Réunion du 6 février 2012 à 21h30
Responsabilité civile des sportifs — Discussion après engagement de la procédure accélérée d'une proposition de loi

Photo issue du site de l'Assemblée nationale ou de WikipediaEric Berdoati, rapporteur de la commission des affaires culturelles et de l'éducation :

Monsieur le président, monsieur le ministre, mes chers collègues, notre assemblée est appelée à débattre aujourd'hui d'une proposition de loi que j'ai déposée le 24 janvier dernier. Je conviens que les délais impartis peuvent paraître courts, mais les enjeux le justifient ; je profite d'ailleurs de nos débats pour remercier le Gouvernement d'avoir accepté d'inscrire cette proposition de loi dans l'une des ultimes semaines de l'ordre du jour qui lui sont réservées, la procédure accélérée étant de nature à permettre au Parlement de statuer définitivement avant la fin de la treizième législature.

Les enjeux de ce texte sont importants. Ils ne concernent rien de moins que la pérennité de certaines pratiques sportives dans notre pays, qu'une jurisprudence de la Cour de cassation est susceptible de mettre en péril.
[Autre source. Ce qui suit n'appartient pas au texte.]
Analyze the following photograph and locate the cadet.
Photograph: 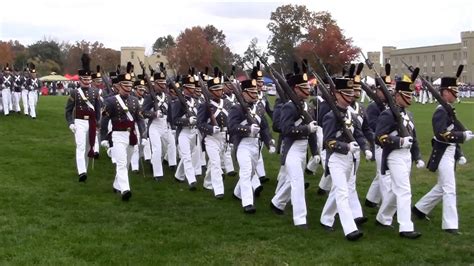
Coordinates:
[375,75,424,239]
[228,79,275,214]
[413,71,474,234]
[65,54,100,182]
[197,76,232,199]
[321,78,366,241]
[101,66,148,201]
[270,66,318,229]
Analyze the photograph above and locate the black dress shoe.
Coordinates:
[319,222,334,232]
[400,231,421,239]
[79,173,87,182]
[226,171,237,176]
[411,206,430,221]
[244,204,257,214]
[346,230,364,241]
[375,220,394,229]
[354,216,369,225]
[122,190,132,201]
[443,229,461,235]
[364,199,378,208]
[270,201,284,215]
[296,224,309,230]
[316,188,329,196]
[253,185,263,198]
[189,181,197,191]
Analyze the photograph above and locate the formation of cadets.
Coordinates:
[0,63,41,119]
[65,54,474,240]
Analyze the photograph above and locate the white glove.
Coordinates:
[365,150,373,161]
[400,136,413,149]
[416,160,425,169]
[464,130,474,141]
[349,141,360,153]
[268,145,276,154]
[100,140,109,149]
[250,124,260,137]
[69,124,76,134]
[311,155,321,165]
[308,121,318,133]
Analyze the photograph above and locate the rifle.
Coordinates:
[402,60,466,131]
[361,53,410,137]
[254,52,314,124]
[231,81,259,125]
[311,61,355,142]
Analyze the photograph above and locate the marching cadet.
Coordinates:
[412,71,474,235]
[250,61,273,183]
[0,63,13,116]
[65,54,100,182]
[12,68,25,114]
[171,76,201,191]
[26,63,41,119]
[143,69,176,181]
[130,75,151,172]
[321,78,366,241]
[228,79,275,214]
[270,66,317,229]
[197,76,232,199]
[21,67,30,116]
[375,75,425,239]
[364,70,394,208]
[101,67,148,201]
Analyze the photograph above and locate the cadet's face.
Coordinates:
[79,76,92,88]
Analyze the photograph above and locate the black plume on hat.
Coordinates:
[456,65,464,78]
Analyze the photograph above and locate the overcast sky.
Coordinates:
[0,0,474,60]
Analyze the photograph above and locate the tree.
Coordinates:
[153,34,176,54]
[267,5,358,72]
[296,24,360,74]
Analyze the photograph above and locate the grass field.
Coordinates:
[0,96,474,265]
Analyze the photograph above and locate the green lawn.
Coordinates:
[0,96,474,265]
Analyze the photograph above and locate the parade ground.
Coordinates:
[0,96,474,265]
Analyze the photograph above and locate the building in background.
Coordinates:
[364,31,474,84]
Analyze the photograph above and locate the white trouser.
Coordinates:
[74,119,89,174]
[21,89,30,115]
[203,133,225,195]
[321,152,357,235]
[112,131,133,192]
[272,140,308,225]
[148,117,168,177]
[376,149,413,232]
[347,152,363,218]
[28,91,38,118]
[415,145,458,229]
[12,91,21,112]
[319,150,331,191]
[163,125,178,166]
[2,89,12,115]
[175,128,198,184]
[365,145,386,204]
[234,138,260,207]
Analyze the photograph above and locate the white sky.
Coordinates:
[0,0,474,60]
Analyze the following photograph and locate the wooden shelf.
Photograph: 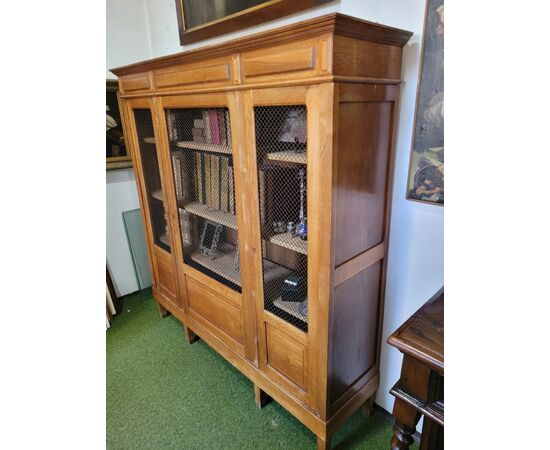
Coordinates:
[269,233,307,255]
[151,189,164,202]
[191,242,290,286]
[159,233,170,247]
[176,141,231,155]
[265,152,307,164]
[273,297,307,323]
[183,202,237,230]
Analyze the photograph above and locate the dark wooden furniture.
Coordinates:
[113,14,411,449]
[388,288,444,450]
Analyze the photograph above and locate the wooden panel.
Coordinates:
[154,58,232,91]
[333,36,402,80]
[334,102,392,266]
[241,41,317,81]
[265,322,306,390]
[155,248,179,305]
[330,262,382,403]
[120,72,152,94]
[185,275,244,344]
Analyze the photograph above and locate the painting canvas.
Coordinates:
[176,0,331,45]
[407,0,445,205]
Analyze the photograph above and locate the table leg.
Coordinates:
[391,398,420,450]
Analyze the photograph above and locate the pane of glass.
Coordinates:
[254,105,308,331]
[134,109,170,252]
[122,209,152,289]
[166,108,242,292]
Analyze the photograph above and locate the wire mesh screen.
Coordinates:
[134,109,170,252]
[166,108,241,292]
[254,106,308,331]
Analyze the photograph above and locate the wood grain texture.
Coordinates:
[334,102,392,266]
[111,13,412,77]
[115,14,409,447]
[388,288,445,374]
[330,263,382,403]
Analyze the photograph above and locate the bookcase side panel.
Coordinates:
[328,84,398,415]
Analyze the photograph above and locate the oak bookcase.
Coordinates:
[113,14,411,449]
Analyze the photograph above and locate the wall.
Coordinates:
[108,0,443,411]
[106,0,153,296]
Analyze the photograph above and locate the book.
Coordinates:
[202,110,212,144]
[210,155,220,209]
[193,119,206,128]
[227,166,235,214]
[204,155,213,207]
[191,127,206,137]
[220,156,229,212]
[172,156,183,200]
[208,109,220,145]
[217,110,227,145]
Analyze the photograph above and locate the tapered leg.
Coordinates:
[391,398,420,450]
[254,385,271,409]
[184,326,199,344]
[157,302,170,319]
[361,392,376,417]
[317,436,330,450]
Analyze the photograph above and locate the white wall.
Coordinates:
[106,0,153,296]
[107,0,443,411]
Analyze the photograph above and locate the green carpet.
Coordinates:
[107,290,417,450]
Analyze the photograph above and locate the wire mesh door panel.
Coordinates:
[166,108,242,292]
[254,105,308,331]
[133,109,170,252]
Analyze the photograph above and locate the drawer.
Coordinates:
[154,58,233,91]
[241,41,318,82]
[185,275,244,351]
[265,322,307,391]
[120,72,153,94]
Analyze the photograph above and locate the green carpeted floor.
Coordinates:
[107,290,417,450]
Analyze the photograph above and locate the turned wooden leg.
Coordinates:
[317,436,330,450]
[184,326,199,344]
[157,302,170,319]
[361,392,376,417]
[391,399,420,450]
[254,385,271,409]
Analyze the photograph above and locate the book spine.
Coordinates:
[172,156,183,200]
[208,109,220,145]
[227,166,235,214]
[217,110,227,145]
[202,111,212,144]
[220,156,229,212]
[199,153,206,205]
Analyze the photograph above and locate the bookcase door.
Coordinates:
[160,93,257,361]
[125,99,179,305]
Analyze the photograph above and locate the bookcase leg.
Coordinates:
[157,302,170,319]
[361,392,376,417]
[184,326,199,344]
[317,436,330,450]
[254,385,271,409]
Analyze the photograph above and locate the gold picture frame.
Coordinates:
[176,0,331,45]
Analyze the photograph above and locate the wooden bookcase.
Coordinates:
[113,14,411,448]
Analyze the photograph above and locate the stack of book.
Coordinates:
[191,109,229,145]
[195,152,235,214]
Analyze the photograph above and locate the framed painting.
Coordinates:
[407,0,445,205]
[176,0,331,45]
[106,80,132,170]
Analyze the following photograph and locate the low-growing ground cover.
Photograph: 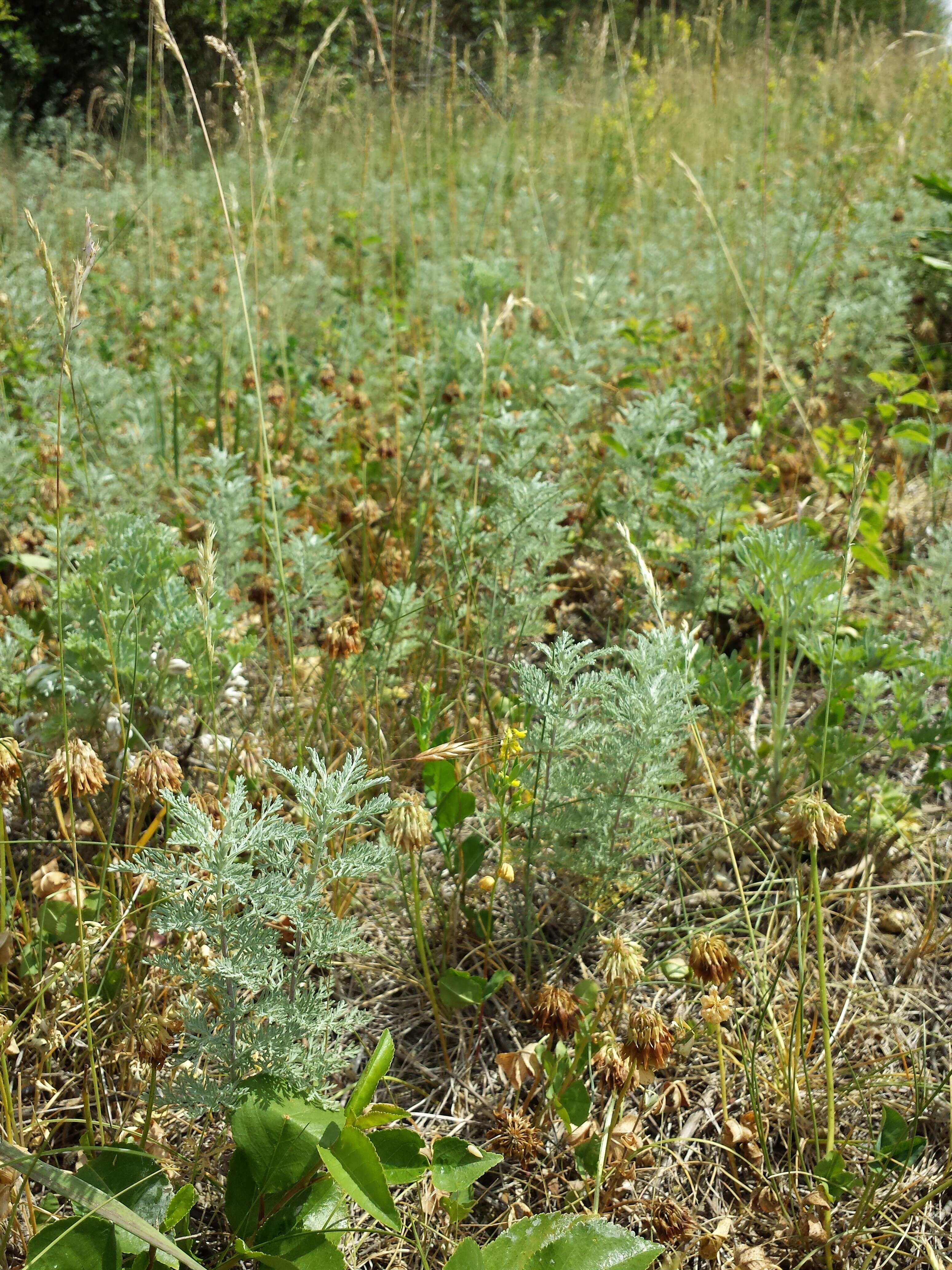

Comme toute activité humaine, la pratique sportive implique des risques qui peuvent se concrétiser par une atteinte à l'intégrité physique des pratiquants, des participants ou des tiers. Pendant longtemps, le juge a fait un sort particulier aux sportifs en matière de responsabilité civile délictuelle, au motif que les pratiquants ont connaissance des dangers normaux et prévisibles qu'ils encourent et, de ce fait, les assument. Ce raisonnement juridique était plus connu sous le nom de « théorie de l'acceptation des risques ».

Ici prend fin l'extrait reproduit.